NEW YORK – L'economia è spesso chiamata la scienza triste, e negli ultimi cinque anni ha decisamente meritato quest'epiteto, almeno nelle economie avanzate. Purtroppo, neanche il prossimo anno si preannuncia foriero di grossi miglioramenti.

Il Pil reale pro capite (al netto dell'inflazione) in Francia, Grecia, Italia, Spagna, Regno Unito e Stati Uniti è oggi inferiore rispetto a prima della grande recessione.
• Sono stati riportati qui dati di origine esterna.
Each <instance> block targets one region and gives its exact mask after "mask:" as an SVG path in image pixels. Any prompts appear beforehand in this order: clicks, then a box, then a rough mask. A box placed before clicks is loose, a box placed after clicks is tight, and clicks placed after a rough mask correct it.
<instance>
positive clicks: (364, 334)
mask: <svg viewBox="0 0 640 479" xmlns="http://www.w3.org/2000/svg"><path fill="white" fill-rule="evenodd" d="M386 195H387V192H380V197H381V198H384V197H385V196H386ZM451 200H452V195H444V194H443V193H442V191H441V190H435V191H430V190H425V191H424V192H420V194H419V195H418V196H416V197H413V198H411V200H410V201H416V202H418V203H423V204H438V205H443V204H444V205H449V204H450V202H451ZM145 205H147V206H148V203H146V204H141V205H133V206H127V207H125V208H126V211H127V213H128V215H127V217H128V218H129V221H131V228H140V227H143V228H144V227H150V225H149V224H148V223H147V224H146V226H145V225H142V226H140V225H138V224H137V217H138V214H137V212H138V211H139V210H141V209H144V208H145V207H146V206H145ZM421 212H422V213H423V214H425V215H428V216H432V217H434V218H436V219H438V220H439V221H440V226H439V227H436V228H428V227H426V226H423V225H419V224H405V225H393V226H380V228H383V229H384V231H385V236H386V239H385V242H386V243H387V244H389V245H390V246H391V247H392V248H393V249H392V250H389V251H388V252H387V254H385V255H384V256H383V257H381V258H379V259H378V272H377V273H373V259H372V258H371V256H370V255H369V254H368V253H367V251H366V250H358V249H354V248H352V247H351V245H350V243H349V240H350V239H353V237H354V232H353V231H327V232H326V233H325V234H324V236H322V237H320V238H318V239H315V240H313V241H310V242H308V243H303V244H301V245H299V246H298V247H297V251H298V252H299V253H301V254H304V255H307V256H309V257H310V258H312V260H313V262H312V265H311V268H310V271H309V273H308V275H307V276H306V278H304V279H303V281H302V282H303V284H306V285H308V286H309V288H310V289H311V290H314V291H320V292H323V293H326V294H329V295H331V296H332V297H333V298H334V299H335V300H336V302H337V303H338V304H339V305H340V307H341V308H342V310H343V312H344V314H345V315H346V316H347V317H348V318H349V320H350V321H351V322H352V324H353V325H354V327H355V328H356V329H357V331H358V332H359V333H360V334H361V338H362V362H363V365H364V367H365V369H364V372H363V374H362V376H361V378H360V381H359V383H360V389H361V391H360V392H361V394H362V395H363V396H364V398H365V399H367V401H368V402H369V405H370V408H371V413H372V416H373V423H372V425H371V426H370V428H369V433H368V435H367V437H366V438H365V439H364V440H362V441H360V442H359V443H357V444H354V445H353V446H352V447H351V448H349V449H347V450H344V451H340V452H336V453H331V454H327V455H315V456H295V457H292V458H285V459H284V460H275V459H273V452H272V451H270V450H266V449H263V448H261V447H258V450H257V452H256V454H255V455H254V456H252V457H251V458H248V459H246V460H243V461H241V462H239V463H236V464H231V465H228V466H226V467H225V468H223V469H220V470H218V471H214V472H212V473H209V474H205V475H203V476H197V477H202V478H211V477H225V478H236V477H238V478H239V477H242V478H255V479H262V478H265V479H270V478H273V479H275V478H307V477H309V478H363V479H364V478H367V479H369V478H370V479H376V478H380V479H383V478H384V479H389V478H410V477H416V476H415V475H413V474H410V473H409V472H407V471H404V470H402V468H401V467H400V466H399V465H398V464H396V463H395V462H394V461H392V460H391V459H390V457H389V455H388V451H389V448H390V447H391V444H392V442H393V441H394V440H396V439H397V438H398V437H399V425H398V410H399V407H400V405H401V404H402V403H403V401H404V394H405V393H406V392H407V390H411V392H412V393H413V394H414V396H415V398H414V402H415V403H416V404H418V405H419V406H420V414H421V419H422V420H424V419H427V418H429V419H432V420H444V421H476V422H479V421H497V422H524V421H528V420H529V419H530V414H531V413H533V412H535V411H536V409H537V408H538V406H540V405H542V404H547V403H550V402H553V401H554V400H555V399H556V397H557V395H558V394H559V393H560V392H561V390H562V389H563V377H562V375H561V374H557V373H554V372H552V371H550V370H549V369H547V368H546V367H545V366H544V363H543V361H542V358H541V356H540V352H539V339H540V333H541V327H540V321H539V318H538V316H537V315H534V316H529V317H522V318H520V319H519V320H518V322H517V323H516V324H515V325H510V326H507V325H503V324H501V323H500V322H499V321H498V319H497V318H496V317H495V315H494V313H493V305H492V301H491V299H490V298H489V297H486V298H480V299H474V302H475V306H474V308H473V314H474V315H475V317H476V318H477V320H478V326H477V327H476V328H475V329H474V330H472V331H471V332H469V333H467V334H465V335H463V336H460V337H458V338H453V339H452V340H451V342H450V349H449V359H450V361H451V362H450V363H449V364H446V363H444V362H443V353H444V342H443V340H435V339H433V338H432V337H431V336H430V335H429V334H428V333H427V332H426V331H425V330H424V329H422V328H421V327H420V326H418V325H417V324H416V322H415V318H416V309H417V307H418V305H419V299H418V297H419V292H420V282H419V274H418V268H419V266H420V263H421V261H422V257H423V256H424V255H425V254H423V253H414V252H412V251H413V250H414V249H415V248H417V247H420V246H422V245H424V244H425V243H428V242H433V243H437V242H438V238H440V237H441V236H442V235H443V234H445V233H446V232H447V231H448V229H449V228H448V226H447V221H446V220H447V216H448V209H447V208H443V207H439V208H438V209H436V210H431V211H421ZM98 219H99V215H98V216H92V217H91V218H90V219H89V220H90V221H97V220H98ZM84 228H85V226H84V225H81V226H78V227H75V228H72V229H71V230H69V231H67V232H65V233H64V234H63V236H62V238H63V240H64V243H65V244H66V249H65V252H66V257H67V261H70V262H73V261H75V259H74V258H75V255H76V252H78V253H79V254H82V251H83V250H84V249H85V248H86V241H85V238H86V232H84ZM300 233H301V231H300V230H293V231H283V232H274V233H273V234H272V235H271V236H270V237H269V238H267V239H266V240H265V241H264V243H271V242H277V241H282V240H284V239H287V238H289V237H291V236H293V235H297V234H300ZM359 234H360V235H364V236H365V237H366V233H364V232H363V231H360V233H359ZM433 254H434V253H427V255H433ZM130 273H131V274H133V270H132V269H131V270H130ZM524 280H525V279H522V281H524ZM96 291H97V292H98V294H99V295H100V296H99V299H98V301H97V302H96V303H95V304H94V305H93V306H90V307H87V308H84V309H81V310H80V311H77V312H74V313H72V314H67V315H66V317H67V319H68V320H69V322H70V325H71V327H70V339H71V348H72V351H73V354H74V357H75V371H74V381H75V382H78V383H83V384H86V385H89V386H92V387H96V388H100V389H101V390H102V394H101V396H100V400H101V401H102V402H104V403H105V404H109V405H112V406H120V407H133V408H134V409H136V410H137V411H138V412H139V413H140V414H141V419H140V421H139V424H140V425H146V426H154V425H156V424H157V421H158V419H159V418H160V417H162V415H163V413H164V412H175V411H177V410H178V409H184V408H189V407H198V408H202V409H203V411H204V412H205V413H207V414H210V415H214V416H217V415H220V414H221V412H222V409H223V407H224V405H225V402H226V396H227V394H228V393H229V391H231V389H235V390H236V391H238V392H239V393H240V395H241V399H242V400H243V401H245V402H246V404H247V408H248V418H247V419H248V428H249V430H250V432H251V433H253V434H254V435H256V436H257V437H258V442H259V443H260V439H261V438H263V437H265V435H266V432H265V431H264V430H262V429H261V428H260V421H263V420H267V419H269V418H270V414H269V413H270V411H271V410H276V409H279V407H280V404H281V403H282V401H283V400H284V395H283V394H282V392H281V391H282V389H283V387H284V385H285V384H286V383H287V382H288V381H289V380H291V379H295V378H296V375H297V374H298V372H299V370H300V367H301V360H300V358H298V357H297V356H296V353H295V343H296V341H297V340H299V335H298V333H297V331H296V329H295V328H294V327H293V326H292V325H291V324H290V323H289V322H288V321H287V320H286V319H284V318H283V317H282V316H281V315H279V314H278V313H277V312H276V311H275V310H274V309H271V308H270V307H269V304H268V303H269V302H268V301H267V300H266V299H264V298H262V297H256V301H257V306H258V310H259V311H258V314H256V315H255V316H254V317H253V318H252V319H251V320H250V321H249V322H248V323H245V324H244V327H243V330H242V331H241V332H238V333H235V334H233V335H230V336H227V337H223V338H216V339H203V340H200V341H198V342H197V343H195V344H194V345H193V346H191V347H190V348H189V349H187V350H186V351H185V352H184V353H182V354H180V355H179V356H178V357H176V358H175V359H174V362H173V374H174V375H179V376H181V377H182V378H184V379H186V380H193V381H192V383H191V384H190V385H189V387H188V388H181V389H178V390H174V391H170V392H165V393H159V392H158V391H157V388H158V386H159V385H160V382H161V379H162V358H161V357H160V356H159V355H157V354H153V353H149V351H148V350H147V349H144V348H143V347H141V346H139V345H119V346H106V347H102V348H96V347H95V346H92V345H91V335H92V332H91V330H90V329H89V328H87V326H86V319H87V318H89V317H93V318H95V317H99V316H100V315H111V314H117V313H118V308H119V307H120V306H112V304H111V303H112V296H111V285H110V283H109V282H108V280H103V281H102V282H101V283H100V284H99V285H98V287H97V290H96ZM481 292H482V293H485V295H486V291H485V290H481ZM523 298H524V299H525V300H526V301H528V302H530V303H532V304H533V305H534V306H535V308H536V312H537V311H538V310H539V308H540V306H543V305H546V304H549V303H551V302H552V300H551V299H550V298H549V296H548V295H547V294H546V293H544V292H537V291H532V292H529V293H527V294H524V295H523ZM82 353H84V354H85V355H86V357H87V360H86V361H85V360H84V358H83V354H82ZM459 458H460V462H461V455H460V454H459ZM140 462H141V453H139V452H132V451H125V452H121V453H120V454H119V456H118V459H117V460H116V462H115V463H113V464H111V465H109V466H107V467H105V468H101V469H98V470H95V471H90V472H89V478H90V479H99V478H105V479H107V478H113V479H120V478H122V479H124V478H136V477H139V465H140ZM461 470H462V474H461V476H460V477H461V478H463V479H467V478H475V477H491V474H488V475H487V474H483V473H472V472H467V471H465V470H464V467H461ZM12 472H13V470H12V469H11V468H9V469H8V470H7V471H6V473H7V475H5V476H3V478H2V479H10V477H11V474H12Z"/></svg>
Di fatto, il Pil pro capite della Grecia si è ridotto di quasi il 25% dal 2008.

Ci sono alcune eccezioni: dopo oltre due decenni, l'economia giapponese sembra aver raggiunto una svolta sotto la guida del primo ministro Shinzo Abe; tuttavia, avendo il paese un retaggio di deflazione che risale agli anni '90, la strada da percorrere sarà lunga. E riguardo alla Germania, il suo Pil reale pro capite è stato maggiore nel 2012 che nel 2007, anche se un aumento del 3,9% in cinque anni non è proprio motivo di vanto.

Altrove, però, la situazione è veramente triste: la disoccupazione nell'eurozona resta ostinatamente elevata e il tasso di disoccupazione di lunga durata negli Stati Uniti è ancora di gran lunga superiore ai livelli pre-recessione.